Biomedical Engineers Create Painless Method for Anemia Testing
Marie Donlon | December 12, 2018
A team of biomedical engineers has created a smartphone app that could take the sting out of detecting anemia.
A condition characterized by weakness and fatigue due to a red blood cell (or hemoglobin) deficiency that impairs the body’s ability to carry oxygen to the tissues of the body, anemia is often detected in people by way of a blood test. Left untreated, the condition could lead to cardiac arrest in extreme cases.
The smartphone app developed by a team of biomedical engineers simply assesses photos of a person’s fingernails to determine if their red blood cell levels are low.
“All other ‘point-of-care’ anemia detection tools require external equipment, and represent trade-offs between invasiveness, cost, and accuracy,” said principal investigator Wilbur Lam, clinical hematologist-bioengineer at the Aflac Cancer and Blood Disorders Center of Children’s Healthcare of Atlanta, associate professor of pediatrics at Emory University School of Medicine and a faculty member in the Wallace H. Coulter Department of Biomedical Engineering at Georgia Tech. “This is a standalone app that can look at hemoglobin levels without the need to draw blood.”
The original author of the study, Rob Mannino, who was a Georgia Tech graduate research assistant in biomedical engineering but has since graduated, was inspired to develop the app based on his own experience with an inherited blood disorder called beta-thalassemia, which is the result of a mutation in the beta-globin gene.
“Treatment for my disease requires monthly blood transfusions,” Mannino said. “My doctors would test my hemoglobin levels more if they could, but it’s a hassle for me to get to the hospital in between transfusions to receive this blood test. Instead, my doctors currently have to just estimate when I’m going to need a transfusion, based on my hemoglobin level trends.”

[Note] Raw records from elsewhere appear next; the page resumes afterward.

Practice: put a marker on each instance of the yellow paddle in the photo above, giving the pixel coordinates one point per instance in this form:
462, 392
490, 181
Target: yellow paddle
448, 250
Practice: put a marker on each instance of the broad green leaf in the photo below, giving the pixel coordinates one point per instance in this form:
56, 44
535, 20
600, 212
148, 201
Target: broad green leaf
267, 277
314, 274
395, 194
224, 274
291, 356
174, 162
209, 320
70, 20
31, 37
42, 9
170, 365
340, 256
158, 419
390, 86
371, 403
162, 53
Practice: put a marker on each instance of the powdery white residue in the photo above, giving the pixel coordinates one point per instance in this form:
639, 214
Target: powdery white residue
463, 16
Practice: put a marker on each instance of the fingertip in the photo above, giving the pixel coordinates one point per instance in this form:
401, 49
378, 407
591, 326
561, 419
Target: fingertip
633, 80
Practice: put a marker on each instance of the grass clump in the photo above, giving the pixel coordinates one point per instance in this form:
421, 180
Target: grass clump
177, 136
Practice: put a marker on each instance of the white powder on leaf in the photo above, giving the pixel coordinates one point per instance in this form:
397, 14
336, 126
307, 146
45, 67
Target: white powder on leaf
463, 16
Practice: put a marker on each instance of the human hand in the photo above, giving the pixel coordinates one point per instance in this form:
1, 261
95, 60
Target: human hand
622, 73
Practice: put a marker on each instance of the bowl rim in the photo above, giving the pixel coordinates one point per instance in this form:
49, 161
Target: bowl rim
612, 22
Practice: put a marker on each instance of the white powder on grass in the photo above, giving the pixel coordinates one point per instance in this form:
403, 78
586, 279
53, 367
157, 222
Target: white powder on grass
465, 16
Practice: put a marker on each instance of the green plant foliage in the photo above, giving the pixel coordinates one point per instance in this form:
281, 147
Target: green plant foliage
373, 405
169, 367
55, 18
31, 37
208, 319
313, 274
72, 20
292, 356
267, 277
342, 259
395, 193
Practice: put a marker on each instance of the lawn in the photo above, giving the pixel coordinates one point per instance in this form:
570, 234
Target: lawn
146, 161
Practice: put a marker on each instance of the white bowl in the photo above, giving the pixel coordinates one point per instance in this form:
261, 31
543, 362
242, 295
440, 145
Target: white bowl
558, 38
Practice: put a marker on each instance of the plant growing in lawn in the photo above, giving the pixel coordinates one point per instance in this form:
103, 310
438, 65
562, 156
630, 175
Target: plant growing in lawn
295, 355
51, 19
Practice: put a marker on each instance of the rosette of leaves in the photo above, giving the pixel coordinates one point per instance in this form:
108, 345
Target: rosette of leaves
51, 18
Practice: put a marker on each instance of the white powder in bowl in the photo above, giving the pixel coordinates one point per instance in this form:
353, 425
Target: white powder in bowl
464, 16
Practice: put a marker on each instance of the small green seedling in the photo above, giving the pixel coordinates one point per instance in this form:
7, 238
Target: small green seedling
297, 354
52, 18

“This whole project couldn’t have been done by anyone but Rob,” Lam said. “He took pictures of himself before and after transfusions as his hemoglobin levels were changing, which enabled him to constantly refine and tweak his technology on himself in a very efficient manner. So essentially, he was his own perfect initial test subject with each iteration of the app.”
The biomedical engineers believe the app would be suitable for helping patients to self-manage their chronic anemia, enabling them to monitor the condition and to pinpoint times for adjusting their therapies or for receiving transfusions — potentially reducing the side effects of receiving transfusions either too early or too late.
Likewise, the technology might also prove useful for pregnant women, women with abnormal menstrual bleeding as well as for runners and athletes. Because its design is fairly simplistic, the app might also be appropriate for use in developing countries.
However, such diagnostic tools have strict requirements, but the team believes that with some additional work, the app could offer the accuracy necessary to become a painless alternative to standard blood-based anemia testing such as the measure of complete blood count (CBC), which is determined by way of a blood sample.
Looking at fingernail photos of 337 study participants (some of whom were healthy while others had anemia diagnoses), researchers established a connection between fingernail bed color and hemoglobin levels as measured by CBC.
Using an algorithm that converted fingernail color to blood hemoglobin levels, researchers were able to demonstrate that just one smartphone image could measure hemoglobin levels with an accuracy of 2.4 grams/deciliter (with sensitivity nearing 97%).
The team is continuing to calibrate the system and is working with a number of doctors from Children’s and Emory to gather even more data.
“This is just a snapshot of the accuracy right now,” Lam said. “The algorithm gets smarter with every patient enrolled.”
The research is published in the journal Nature Communications.